Imprimer Par Maurice Zundel

Maurice Zundel naquit à Neuchâtel en Suisse. Ordonné prêtre 1919, il est nommé vicaire à Genève. Suite à une décision injuste de ses supérieurs, il est exilé à Rome – où il obtient un Doctorat en Théologie- puis exerce un ministère de prédicateur itinérant (Paris, Jérusalem, Proche Orient). Après son retour en Suisse, il exerce son ministère à Lausanne jusqu’à sa mort. Il est étonnant de constater à quel point la pensée de cet homme tellement humble (pratiquement inconnu de son vivant) continue de rayonner » il est considéré, à juste titre comme un géant de la spiritualité chrétienne.

Jésus devant le mal : texte 15

Jésus devant le mal. Le mystère de Jésus est le mystère d’un Dieu qui, devant le mal qui le blesse, n’a pas d’autre ressource que de mourir pour ceux qui refusent de l’aimer.

C’est cela le mystère de Jésus. C’est cela le mystère de la Croix parce que le mal blesse Dieu qui ne pourra jamais cesser d’aimer, qui nous aimera éternellement, quoi que nous fassions puisque nous ne pouvons exister que par le don de son amour. Dieu, qui s’obstine éternellement à aimer quand son amour est refusé, n’a d’autre ressource que de mourir pour ceux qui refusent de l’aimer et par ceux qui refusent de s’aimer. C’est cela qui est au cœur du mystère de la Croix : Jésus va faire, ou plutôt va offrir sa vie même comme un contrepoids d’amour pour tous les refus d’amour au cours de toute l’histoire humaine et dans le développement de toute la Création, du commencement jusqu’à la fin.

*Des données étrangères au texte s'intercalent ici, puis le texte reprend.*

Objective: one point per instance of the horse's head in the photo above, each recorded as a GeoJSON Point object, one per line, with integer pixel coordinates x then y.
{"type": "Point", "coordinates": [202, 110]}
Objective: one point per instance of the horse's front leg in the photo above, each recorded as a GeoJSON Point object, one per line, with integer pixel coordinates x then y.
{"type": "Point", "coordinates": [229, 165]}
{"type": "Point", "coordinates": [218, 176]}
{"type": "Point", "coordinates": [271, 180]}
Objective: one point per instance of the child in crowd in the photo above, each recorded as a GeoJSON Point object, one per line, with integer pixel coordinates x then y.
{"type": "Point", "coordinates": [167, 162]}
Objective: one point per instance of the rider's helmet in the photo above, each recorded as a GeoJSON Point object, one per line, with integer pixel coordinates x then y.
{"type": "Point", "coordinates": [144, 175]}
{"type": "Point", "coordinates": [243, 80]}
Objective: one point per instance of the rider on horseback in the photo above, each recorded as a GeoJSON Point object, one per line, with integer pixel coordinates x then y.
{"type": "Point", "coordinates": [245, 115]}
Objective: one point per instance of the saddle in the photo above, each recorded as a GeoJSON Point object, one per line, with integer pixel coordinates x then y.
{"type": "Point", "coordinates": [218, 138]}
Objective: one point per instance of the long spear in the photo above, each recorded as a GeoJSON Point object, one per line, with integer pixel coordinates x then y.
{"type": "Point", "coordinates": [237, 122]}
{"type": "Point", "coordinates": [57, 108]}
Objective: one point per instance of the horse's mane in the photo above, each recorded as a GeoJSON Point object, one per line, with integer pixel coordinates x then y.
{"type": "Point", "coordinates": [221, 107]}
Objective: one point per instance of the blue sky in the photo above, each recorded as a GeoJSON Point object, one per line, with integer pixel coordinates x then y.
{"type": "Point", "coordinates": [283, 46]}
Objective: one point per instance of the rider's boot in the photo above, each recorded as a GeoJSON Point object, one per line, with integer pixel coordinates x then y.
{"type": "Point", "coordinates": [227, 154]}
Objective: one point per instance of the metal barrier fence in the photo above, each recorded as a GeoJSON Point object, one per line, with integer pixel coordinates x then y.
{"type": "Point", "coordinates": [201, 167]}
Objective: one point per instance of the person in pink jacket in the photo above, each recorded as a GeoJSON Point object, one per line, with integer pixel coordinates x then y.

En Jésus crucifié, c’est Dieu qui meurt, c’est-à-dire que, dans notre Histoire, cet Amour infini qui est Dieu, ce Dieu qui est éternellement vidé de lui-même, ce Dieu qui a tout perdu parce qu’il a tout donné, ce Dieu qui n’est que l’extase éternelle de l’Amour où tout est désapproprié, ce Dieu ne peut exprimer dans l’Histoire le dépouillement de son amour que par cette mort de l’humanité de Jésus qui est le sacrement vivant et inséparable où se révèle la présence personnelle de la Divinité.

Il en sera toujours ainsi : Dieu ne cessera jamais de mourir pour ceux qui refusent de l’aimer, comme Pascal l’a si admirablement éprouvé lorsqu’il écrit : « Jésus sera en agonie jusqu’à la fin du monde. Il ne faut pas dormir pendant ce temps-là. » Impossible devant la Croix de Notre-Seigneur, impossible de ne pas être saisis jusqu’au fond de l’âme, impossible de ne pas croire à l’amour de Dieu, impossible de ne pas comprendre la nouveauté du Nouveau Testament et la libération incommensurable qu’il apporte, car nous ne sommes plus sous une loi, nous ne sommes plus sous un commandement, nous ne sommes plus sous des interdits : nous sommes en face de l’immense amour qui nous est confié, d’une vie divine qui est remise entre nos mains ; et la perfection à laquelle nous sommes appelés, c’est justement ce don total de nous-mêmes, mais par amour. S’il faut tout donner, c’est parce que l’amour donne tout, c’est parce que Dieu, dont la vie est répandue dans nos cœurs, ne peut s’exprimer dans notre existence, ne peut s’exprimer dans l’histoire d’aujourd’hui qu’à travers ce don de nous-mêmes.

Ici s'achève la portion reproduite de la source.